A nota que deixo prende-se com a passagem anunciada hoje na SIC de um filminho menor, mas didáctico. Trata-se do Massacre dos Inocentes e relata as vicissitudes dos boat-people que fugiam do regime comunista do Vietname. Saigão foi definitivamente libertada em 1975 da influência norte-americana, e para terem a certeza que a libertação seria completa, cerca de 0.5 milhões de estudantes, funcionários, budistas, comunistas do Sul, foram encarcerados em campos de reeducação. A perseguição e assassínio não diferiram muito das exercidas, sobretudo no Norte, antes da intervenção americana, foram até talvez menos violentas. Mas se nessa altura Ho-CHi Min já era o ídolo dos make peace not war, e o mártir do Tio Sam, claro que depois de 1975, os meninos pacifistas e da esquerda universitária ocidental não verteram uma lágrima, não fizeram uma manifestação. Pior: para eles, o regime era uma bandeira.
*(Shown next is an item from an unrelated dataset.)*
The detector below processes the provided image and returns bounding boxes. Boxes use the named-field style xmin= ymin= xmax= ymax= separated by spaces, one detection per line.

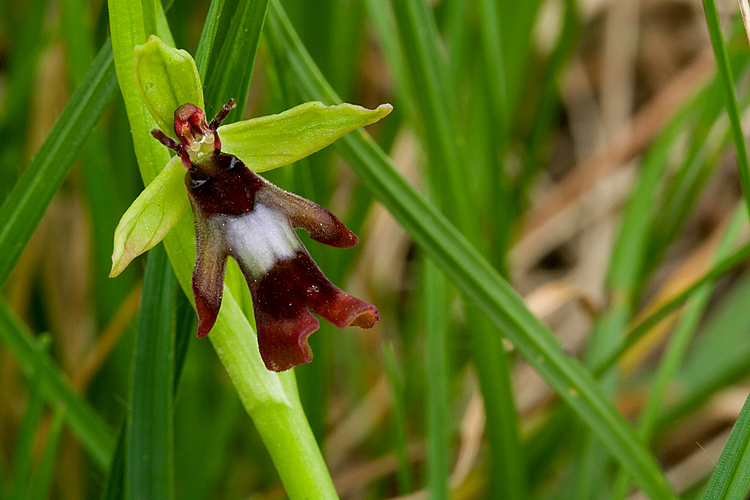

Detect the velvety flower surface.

O filminho de hoje é uma pequena e miserável homenagem a esses tempos e a essas pessoas. Aqueles que na altura batiam com a mão no peito por Hanói, hoje dirão que não podem ficar amarrados ao passado. O que é interessante é que a noção de passado, para esta gente, é assaz particular: daqui a quantos anos o PCP e amici vão saber o que se passou em Cuba durante todos estes anos? Por isso existe apesar de tudo uma diferença, aqui mesmo na blogosfera: entre uma esquerda como por exemplo do Barnabé, que denuncia o que há para denunciar, e uma esquerda cinquentona, ressabiada, moralmente superior e carregada de silêncios selectivos. Hoje, indignada, esta esquerda caviar-de-ovas-de-salmão dirá ( como muito tarde disse do estalinismo), também, que não se revia naquilo, que não era o que defendiam. Pois não. Bom seria terem dito isso na altura: na alegre casa das ideologias, a suposta superioridade moral tem o seu preço.